When the US was first wiring the country for cable, the internet wasn’t yet a thing and cable was all about better TV signals. As such (and for multiple other reasons I won’t go into here) local governments frequently got involved in the initial deployments of the actual cables and thus many cable companies had a monopoly or something close to a monopoly. 

That changed slightly with the entry of AT&T and Verizon and fiber-optic cables, but the reality is that cable companies rarely compete with each other for the same territory and their only real competition (other than the telcos) has been from much smaller MVPDs, many of whom focus on business customers.

In other words, a monopoly at worst, an oligopoly at best.

That’s all about to change if fixed 5G becomes a thing.

Suddenly, consumers will have options from four or five major providers, not just one or two.

And to be clear, Verizon, T-Mobile and AT&T are not startups. They are multibillion dollar companies with huge marketing budgets.

Meaning a price war is likely.

And since the cable companies make most of their money from broadband these days, losing those customers is going to hurt.

One thing they might do to staunch those prospective losses is to push back on paying the networks high carriage and retrans fees.

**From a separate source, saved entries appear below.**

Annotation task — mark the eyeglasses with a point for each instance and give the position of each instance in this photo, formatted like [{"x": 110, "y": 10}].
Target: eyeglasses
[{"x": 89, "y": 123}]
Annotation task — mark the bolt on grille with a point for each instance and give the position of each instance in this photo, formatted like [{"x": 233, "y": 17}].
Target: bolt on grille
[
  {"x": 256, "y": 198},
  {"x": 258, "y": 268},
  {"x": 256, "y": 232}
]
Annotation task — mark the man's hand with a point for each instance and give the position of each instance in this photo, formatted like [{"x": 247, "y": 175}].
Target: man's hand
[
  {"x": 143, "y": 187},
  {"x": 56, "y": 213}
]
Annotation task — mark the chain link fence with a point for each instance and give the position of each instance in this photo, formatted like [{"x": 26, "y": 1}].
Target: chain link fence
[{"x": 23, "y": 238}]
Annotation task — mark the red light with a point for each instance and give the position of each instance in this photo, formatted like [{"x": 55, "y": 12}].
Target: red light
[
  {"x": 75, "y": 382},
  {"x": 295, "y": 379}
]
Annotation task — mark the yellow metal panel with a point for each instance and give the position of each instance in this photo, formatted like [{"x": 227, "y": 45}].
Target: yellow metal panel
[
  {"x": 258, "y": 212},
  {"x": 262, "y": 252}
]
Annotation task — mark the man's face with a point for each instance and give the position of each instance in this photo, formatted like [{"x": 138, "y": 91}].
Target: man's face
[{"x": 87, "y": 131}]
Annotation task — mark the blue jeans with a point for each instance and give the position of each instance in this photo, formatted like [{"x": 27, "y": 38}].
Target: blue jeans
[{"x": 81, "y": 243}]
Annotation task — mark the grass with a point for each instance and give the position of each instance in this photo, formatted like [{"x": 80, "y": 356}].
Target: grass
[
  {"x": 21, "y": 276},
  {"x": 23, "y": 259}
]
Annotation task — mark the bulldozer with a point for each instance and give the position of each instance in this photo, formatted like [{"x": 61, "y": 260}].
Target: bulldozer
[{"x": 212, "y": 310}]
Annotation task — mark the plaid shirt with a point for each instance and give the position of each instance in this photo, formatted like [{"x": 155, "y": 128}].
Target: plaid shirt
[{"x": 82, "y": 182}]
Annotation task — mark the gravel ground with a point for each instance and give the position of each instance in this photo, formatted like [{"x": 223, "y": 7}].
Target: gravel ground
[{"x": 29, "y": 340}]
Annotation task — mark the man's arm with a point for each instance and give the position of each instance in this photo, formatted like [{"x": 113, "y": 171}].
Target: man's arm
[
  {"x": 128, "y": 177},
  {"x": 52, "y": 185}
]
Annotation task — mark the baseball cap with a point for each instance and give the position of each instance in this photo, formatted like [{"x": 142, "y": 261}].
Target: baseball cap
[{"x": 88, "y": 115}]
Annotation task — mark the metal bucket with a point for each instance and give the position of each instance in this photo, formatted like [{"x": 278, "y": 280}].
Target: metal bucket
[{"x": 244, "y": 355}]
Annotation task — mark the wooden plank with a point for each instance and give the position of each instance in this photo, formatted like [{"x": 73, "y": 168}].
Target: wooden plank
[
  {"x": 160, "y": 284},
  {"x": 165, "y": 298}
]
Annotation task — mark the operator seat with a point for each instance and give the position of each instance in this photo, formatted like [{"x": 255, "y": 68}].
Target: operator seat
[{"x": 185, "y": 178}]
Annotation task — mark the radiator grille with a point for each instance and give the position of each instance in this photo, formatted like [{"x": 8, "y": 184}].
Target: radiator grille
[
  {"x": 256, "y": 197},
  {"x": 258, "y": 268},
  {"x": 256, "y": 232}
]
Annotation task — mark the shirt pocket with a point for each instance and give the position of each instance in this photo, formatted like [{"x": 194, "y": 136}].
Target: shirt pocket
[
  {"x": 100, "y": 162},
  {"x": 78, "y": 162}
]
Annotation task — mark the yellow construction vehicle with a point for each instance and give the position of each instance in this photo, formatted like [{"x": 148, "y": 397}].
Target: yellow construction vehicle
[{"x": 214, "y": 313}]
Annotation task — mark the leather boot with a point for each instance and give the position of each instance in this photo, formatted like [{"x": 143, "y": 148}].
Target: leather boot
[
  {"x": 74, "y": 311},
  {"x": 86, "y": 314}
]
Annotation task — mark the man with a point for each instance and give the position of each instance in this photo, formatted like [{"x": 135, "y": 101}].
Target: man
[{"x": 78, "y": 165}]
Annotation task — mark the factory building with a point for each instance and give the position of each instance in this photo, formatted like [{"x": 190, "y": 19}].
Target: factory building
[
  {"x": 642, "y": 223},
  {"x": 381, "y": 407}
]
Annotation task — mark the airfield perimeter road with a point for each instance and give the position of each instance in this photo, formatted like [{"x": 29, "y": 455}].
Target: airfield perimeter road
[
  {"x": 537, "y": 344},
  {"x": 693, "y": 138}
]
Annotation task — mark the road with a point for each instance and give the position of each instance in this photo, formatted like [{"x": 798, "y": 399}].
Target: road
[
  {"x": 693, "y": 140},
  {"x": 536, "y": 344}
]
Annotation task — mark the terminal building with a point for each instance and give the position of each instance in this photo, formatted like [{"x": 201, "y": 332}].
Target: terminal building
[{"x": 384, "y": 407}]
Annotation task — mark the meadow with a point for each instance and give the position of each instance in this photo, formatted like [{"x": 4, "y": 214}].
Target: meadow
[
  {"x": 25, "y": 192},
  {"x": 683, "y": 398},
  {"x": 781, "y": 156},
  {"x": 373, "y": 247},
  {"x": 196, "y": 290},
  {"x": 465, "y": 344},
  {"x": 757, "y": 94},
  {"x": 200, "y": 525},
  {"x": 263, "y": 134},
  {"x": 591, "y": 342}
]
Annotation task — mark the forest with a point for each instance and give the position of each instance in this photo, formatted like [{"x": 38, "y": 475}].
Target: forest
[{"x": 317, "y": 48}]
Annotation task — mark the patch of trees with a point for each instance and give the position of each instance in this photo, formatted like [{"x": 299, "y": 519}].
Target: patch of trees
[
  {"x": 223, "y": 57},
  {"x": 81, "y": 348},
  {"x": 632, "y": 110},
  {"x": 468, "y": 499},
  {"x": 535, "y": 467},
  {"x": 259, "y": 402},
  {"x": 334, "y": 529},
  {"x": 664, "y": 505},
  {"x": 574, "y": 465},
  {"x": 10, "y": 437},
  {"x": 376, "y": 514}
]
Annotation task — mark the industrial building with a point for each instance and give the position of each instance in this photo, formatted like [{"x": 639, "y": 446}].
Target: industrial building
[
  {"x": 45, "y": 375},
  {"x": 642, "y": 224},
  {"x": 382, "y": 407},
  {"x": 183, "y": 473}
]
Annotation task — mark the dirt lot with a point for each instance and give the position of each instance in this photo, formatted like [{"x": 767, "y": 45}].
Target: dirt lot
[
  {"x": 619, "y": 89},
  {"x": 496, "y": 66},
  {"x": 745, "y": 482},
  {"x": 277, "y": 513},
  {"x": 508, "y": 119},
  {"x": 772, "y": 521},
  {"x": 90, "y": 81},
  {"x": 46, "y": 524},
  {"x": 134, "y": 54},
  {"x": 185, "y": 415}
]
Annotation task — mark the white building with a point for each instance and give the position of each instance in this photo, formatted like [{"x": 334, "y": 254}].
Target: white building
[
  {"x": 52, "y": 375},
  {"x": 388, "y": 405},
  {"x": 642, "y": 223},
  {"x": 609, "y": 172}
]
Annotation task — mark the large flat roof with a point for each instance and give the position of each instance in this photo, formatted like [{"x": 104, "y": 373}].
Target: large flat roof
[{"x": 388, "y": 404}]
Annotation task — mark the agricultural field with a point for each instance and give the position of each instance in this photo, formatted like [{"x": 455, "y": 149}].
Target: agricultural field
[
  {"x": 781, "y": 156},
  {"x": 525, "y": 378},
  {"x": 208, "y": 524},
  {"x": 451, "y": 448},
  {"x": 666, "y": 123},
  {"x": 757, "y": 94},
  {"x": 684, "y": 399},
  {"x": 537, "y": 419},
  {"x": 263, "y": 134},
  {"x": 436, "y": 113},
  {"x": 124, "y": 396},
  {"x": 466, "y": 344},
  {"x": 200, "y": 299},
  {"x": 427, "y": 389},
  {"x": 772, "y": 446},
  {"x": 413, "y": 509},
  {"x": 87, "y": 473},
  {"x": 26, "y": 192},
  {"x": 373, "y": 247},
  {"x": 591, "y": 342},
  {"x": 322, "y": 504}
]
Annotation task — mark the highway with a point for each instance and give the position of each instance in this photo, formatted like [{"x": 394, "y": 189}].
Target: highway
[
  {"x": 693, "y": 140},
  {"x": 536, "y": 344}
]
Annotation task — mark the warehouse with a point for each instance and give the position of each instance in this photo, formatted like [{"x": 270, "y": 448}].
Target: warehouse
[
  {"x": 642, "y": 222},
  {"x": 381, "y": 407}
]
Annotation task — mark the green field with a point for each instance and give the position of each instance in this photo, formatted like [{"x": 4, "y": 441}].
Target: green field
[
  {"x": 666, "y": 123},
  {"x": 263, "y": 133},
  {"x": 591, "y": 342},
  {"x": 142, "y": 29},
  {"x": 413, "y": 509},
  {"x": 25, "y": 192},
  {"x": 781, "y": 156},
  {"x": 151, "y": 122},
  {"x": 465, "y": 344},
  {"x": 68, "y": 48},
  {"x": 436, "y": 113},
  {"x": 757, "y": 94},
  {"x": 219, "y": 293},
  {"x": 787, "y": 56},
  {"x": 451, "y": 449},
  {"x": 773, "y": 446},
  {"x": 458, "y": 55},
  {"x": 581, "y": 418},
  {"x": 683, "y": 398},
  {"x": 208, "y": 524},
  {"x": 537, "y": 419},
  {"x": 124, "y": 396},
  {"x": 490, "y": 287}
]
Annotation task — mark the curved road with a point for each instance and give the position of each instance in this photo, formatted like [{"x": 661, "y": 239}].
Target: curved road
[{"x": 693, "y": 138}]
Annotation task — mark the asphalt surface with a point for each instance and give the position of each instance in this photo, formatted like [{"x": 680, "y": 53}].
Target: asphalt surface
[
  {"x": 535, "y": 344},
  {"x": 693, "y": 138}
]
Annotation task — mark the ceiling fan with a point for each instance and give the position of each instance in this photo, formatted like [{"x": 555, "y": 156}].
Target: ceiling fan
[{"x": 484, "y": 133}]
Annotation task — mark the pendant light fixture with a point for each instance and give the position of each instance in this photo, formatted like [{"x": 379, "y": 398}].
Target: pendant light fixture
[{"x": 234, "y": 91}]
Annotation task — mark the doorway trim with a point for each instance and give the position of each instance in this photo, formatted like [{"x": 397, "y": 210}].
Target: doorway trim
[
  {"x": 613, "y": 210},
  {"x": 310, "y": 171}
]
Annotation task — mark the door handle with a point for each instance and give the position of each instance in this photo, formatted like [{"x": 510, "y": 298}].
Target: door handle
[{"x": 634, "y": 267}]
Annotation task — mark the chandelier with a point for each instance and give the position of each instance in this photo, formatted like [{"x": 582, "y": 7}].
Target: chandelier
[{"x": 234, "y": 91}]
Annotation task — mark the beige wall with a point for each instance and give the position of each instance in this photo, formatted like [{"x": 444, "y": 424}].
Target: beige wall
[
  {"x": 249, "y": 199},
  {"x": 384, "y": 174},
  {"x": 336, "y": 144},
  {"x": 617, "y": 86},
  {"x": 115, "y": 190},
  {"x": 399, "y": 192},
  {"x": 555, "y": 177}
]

Or any carriage and retrans fees.

Meaning they may just decide that offering a traditional pay TV bundle of any sort is not worth it, given the costs, and that they’ll be better off offering a streaming bundle of X number of services plus broadband for, say $100/month.

The telcos might go the same route. Or they might pair up with vMVPDs like YouTube and Hulu to offer an alternative to the digital bundles. Sneetches, stars and all that.

Regardless of which group goes which route, it is bound to shake up the current status quo and further reduce profit margins all around.

One bright star for the cable companies is that they appear to be the beneficiaries of much of the internet-for-all largesse of the new Infrastructure Bill, especially in rural areas.

It probably won’t make up for the losses in markets they currently dominate but it’s not nothing. 

The other potential bright star is that fixed broadband to the home has yet to be tested on a wide scale basis. So there’s an outside chance it will not pass the test.

What You Need To Do About It

If you are a cable company or telco with a sizable fiber optic business, now is the time to be signing up as many customers as possible. This means getting those broadband-only bundles lined up and ready, striking deals with Spotify and other non-TV monthly subscription providers and otherwise creating packages that are as attractive as possible and then locking in subscribers. Here’s a Pro Tip: the SVOD services all fear churn and getting users to subscribe for a year is going to sound very good to them. Use that to your advantage.

If you are a telco, then you are like a lioness waiting in the fields observing her prey. Which is all well and good, but make sure your product can handle an influx of millions of new users.

If you are the television ad industry, celebrate: this battle is going to add billions to your coffers.

If you are a consumer, this can only be good news as it means lower prices whichever broadband provider you choose.